Recipe
Nicaraguan-Style Conch Rice
Mariscos del Caribe: Nicaraguan Conch Rice
4.5 out of 5
Indulge in the flavors of the Caribbean with this Nicaraguan-style conch rice. Bursting with the vibrant tastes of the sea, this dish combines tender conch meat with aromatic spices and fluffy rice, creating a delightful fusion of flavors.
Metadata
Preparation time
20 minutes
Cooking time
30 minutes
Total time
50 minutes
Yields
4 servings
Preparation difficulty
Medium
Suitable for
Pescatarian, Gluten-free, Dairy-free, Nut-free, Low-fat
Allergens
Shellfish
Not suitable for
Vegan, Vegetarian, Paleo, Keto, High-protein
Ingredients
In this Nicaraguan adaptation of conch rice, we incorporate the unique flavors and ingredients found in Nicaraguan cuisine.
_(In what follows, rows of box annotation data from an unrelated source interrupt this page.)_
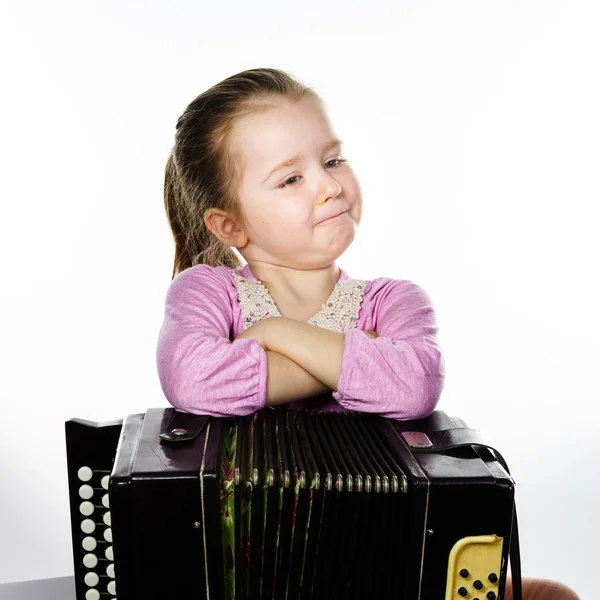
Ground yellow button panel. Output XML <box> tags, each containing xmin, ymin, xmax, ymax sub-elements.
<box><xmin>446</xmin><ymin>535</ymin><xmax>504</xmax><ymax>600</ymax></box>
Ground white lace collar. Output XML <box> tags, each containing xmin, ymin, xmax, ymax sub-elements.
<box><xmin>232</xmin><ymin>265</ymin><xmax>366</xmax><ymax>333</ymax></box>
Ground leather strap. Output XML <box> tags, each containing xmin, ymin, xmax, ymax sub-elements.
<box><xmin>401</xmin><ymin>427</ymin><xmax>523</xmax><ymax>600</ymax></box>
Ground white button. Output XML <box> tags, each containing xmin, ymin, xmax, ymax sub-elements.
<box><xmin>81</xmin><ymin>535</ymin><xmax>98</xmax><ymax>552</ymax></box>
<box><xmin>83</xmin><ymin>554</ymin><xmax>98</xmax><ymax>569</ymax></box>
<box><xmin>81</xmin><ymin>519</ymin><xmax>96</xmax><ymax>533</ymax></box>
<box><xmin>79</xmin><ymin>500</ymin><xmax>94</xmax><ymax>517</ymax></box>
<box><xmin>79</xmin><ymin>483</ymin><xmax>94</xmax><ymax>500</ymax></box>
<box><xmin>83</xmin><ymin>571</ymin><xmax>100</xmax><ymax>587</ymax></box>
<box><xmin>77</xmin><ymin>467</ymin><xmax>94</xmax><ymax>481</ymax></box>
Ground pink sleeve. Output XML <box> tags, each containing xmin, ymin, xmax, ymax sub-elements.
<box><xmin>332</xmin><ymin>280</ymin><xmax>445</xmax><ymax>420</ymax></box>
<box><xmin>156</xmin><ymin>265</ymin><xmax>267</xmax><ymax>416</ymax></box>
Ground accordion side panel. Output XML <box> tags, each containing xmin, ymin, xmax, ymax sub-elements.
<box><xmin>423</xmin><ymin>448</ymin><xmax>514</xmax><ymax>599</ymax></box>
<box><xmin>65</xmin><ymin>419</ymin><xmax>122</xmax><ymax>599</ymax></box>
<box><xmin>111</xmin><ymin>409</ymin><xmax>211</xmax><ymax>600</ymax></box>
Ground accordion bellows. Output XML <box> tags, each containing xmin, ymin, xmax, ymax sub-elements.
<box><xmin>67</xmin><ymin>407</ymin><xmax>514</xmax><ymax>600</ymax></box>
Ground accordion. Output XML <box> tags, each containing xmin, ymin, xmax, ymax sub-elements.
<box><xmin>65</xmin><ymin>407</ymin><xmax>520</xmax><ymax>600</ymax></box>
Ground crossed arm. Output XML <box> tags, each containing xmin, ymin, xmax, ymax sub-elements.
<box><xmin>236</xmin><ymin>317</ymin><xmax>377</xmax><ymax>406</ymax></box>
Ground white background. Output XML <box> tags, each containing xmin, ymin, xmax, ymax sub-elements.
<box><xmin>0</xmin><ymin>0</ymin><xmax>600</xmax><ymax>598</ymax></box>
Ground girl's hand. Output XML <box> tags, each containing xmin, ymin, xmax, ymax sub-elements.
<box><xmin>233</xmin><ymin>319</ymin><xmax>269</xmax><ymax>350</ymax></box>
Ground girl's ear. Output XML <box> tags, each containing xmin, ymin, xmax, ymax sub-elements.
<box><xmin>204</xmin><ymin>208</ymin><xmax>248</xmax><ymax>248</ymax></box>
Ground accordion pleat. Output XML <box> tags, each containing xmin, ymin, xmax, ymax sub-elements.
<box><xmin>219</xmin><ymin>407</ymin><xmax>407</xmax><ymax>600</ymax></box>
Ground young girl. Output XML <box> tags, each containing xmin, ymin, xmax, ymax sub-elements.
<box><xmin>157</xmin><ymin>69</ymin><xmax>576</xmax><ymax>600</ymax></box>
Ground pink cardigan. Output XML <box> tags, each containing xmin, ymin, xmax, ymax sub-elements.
<box><xmin>156</xmin><ymin>264</ymin><xmax>445</xmax><ymax>420</ymax></box>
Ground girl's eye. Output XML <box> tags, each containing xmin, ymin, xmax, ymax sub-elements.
<box><xmin>277</xmin><ymin>158</ymin><xmax>346</xmax><ymax>188</ymax></box>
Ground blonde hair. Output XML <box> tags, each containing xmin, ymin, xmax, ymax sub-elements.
<box><xmin>164</xmin><ymin>69</ymin><xmax>324</xmax><ymax>278</ymax></box>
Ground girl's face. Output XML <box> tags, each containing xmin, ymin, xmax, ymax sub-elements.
<box><xmin>234</xmin><ymin>97</ymin><xmax>362</xmax><ymax>269</ymax></box>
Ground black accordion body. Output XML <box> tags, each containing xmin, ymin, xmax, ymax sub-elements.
<box><xmin>66</xmin><ymin>407</ymin><xmax>516</xmax><ymax>600</ymax></box>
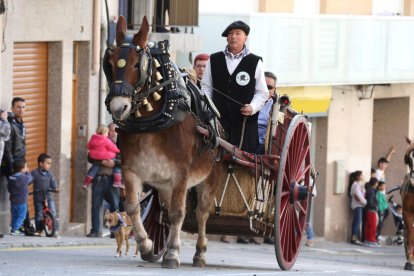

While the Bahamian version often includes ingredients like thyme and Scotch bonnet peppers, we use cumin and paprika to infuse the dish with a Nicaraguan flair. Additionally, we incorporate bell peppers and tomatoes to add a touch of sweetness and acidity, enhancing the overall flavor profile. We alse have the original recipe for Conch Rice, so you can check it out.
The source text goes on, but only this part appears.